Di masa lalu, banjir yang cukup besar dan diingat tentu saja di akhir bulan September 1907. Banjir ini, mengutip Algemeen Handelsblad, 26-10-1907, menyebabkan satu orang tewas dan banyak ternak tenggelam. Kerugian ditaksir sebesar 2 ton emas.
Kemudian hari, banjir ini menjadi salah satu dalih bagi pimpinan Padang saat itu meminta ‘B.O.W’ (Burgerlijke Openbare Werken) atau Dinas Pekerjaan Umum, untuk mendesain tata kota berbasis pengendalian banjir.
Dalam laporan B. O. W. Selama tahun 1911 sampai 1913, untuk mengatasi banjir, maka mesti melakukan tiga hal yakni, menggali saluran drainase, mendorong air di Batang Arau agar masuk ke saluran drainase, dan memanfaatkan drainase tersebut untuk jalan atau lalu lintas.

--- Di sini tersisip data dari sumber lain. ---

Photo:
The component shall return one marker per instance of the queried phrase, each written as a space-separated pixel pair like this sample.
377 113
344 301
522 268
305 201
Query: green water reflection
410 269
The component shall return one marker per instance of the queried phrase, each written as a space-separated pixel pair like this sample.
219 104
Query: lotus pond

Jadi, sebagaimana ditulis di Indisch Bouwkundig Tijdschrift, 28 Februari 1917, pada mulut kanal dikunci, diikuti dengan pembangunan pintu air untuk kebutuhan sawah dan usaha di Alai.

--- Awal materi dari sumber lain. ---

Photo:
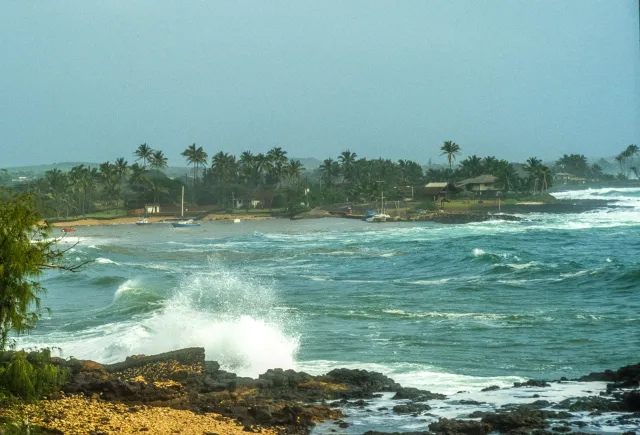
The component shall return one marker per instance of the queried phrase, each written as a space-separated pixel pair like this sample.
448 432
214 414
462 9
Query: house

Saat bersamaan, saluran drainase (kanal) juga dibangun antara Lubuk Begalung dengan Purus.
Kanal besar juga dibangun, namun dalam penggaliannya mengalami kesulitan karena persoalan tanah dan air hujan.
Kanal awalnya dibangun antara Alai dengan ujung Belantung (maksudnya jalan Rasuna Said saat ini). Selanjutnya diteruskan ke Purus, mulut muara.
“Di sisi lain, lokasi di mana air dari kanal turun mengalir ke mulut Purus, sering tidak lancar setahun awal karena ada semacam gundukan tanah (gosong) di mulut muara, sehingga air kadang tertambat,” demikian penjelasan dari pihak pelaksana proyek saat itu.
Agar saluran drainase tetap memiliki kapasitas yang memadai di mulut saluran, maka diputuskan untuk mengangkut kapal pengeruk yang ditempatkan di mulut Batang Arau, melalui pelabuhan layanan pelabuhan ke Purus.
“Sampai dua kali, ia berusaha menarik kapal pengeruk ini ke arah laut yang tinggi melintasi bukit pasir, namun saat tiba di sana selalu ganjalan,” tulis Indisch Bouwkundig Tijdschrift.